Help understand score drop and raises on one card please.

This is concerning my 20 year old son's only credit card.  He's a student still living at home, no job.  We had him apply for the Discover It card back in 2015.  He(we) doesn't use it but occassionaly and pays it off at the statement. He is using it just to use it/keep it active and try to get some credit history started.

 

Today we looked at his Fico score that they offer. He's at a 772!  Which is awesome compared to us - we just hit the 700's lol.  But looking at the history it seems that it just went up to 772 after having come down in Oct/Nov from 771 down to 759.  At first I thought it was a $38 purchase he had made and then paid off with in a week or so. I couldn't figure out why that would make it drop and was coming here to ask.  But then I went and did a little more looking and see that on the same statement that they show him making a payment and the balance going to $0 they upped his limit an extra $500.

 

Would that be the reason of the score drop of 12 points?  It took 6 months for it to go back up.
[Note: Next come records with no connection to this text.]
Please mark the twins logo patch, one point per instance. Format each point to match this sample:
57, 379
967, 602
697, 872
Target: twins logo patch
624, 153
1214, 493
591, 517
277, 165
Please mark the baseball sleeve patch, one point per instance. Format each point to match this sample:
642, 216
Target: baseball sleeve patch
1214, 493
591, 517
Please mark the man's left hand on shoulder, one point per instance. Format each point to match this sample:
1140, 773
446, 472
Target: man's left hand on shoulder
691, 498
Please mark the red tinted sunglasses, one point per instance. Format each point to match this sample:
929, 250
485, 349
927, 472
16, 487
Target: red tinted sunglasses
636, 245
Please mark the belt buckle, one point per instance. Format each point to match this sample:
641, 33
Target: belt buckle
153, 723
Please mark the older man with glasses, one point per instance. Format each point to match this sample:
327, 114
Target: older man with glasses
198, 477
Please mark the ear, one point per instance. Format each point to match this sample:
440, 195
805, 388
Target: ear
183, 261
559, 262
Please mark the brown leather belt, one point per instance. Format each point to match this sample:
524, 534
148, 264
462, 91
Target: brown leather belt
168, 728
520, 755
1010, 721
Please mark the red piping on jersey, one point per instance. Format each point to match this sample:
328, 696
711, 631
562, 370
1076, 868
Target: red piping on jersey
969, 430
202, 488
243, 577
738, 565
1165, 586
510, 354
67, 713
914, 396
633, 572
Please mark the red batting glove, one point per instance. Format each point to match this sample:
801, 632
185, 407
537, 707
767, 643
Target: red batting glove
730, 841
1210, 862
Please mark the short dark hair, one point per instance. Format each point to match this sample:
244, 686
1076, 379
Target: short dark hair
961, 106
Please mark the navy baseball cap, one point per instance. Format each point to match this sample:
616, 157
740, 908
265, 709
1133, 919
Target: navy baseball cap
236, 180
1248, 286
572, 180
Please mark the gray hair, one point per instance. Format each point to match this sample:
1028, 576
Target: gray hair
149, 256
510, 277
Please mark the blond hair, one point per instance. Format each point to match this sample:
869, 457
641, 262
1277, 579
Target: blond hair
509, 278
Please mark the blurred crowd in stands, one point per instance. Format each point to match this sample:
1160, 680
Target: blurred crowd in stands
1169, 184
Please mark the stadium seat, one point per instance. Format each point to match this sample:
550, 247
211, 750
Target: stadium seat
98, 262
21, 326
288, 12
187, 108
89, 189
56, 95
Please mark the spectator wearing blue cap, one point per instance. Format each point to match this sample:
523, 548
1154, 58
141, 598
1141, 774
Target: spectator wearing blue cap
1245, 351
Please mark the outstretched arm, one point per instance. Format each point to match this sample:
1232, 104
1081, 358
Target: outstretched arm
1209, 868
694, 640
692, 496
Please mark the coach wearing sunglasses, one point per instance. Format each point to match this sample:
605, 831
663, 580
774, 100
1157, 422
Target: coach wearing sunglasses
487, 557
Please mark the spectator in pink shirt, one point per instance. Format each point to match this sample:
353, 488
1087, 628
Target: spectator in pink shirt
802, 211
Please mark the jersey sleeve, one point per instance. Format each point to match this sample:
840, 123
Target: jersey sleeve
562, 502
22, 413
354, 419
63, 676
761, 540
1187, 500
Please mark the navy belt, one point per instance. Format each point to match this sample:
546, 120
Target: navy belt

Smiley Sad  I just don't see why something that he has nothing to do with would affect his score like that.  

 

Is there another possibility?  He has absolutely nothing else on his credit report so I know it is all connected to this one card.  

1 REPLY 1
RobertEG
Legendary Contributor

Re: Help understand score drop and raises on one card please.

FICO uses different scorecards based on an initial, overall assessment of certain factors.

The goal is to place consumers into categories, and thus compare those within that category rather than the overall community of all consumers.

A consumer can move from one scorecard to another based on a factor unknown to them, and thus result in scoring changes that are not logical if scored only under the same scorecard.

 

This "rebucketing" of scoring is based on proprietary criterion known only to the FICO creators.

If all logic fails, then rebucketing is usually the blamed culprit.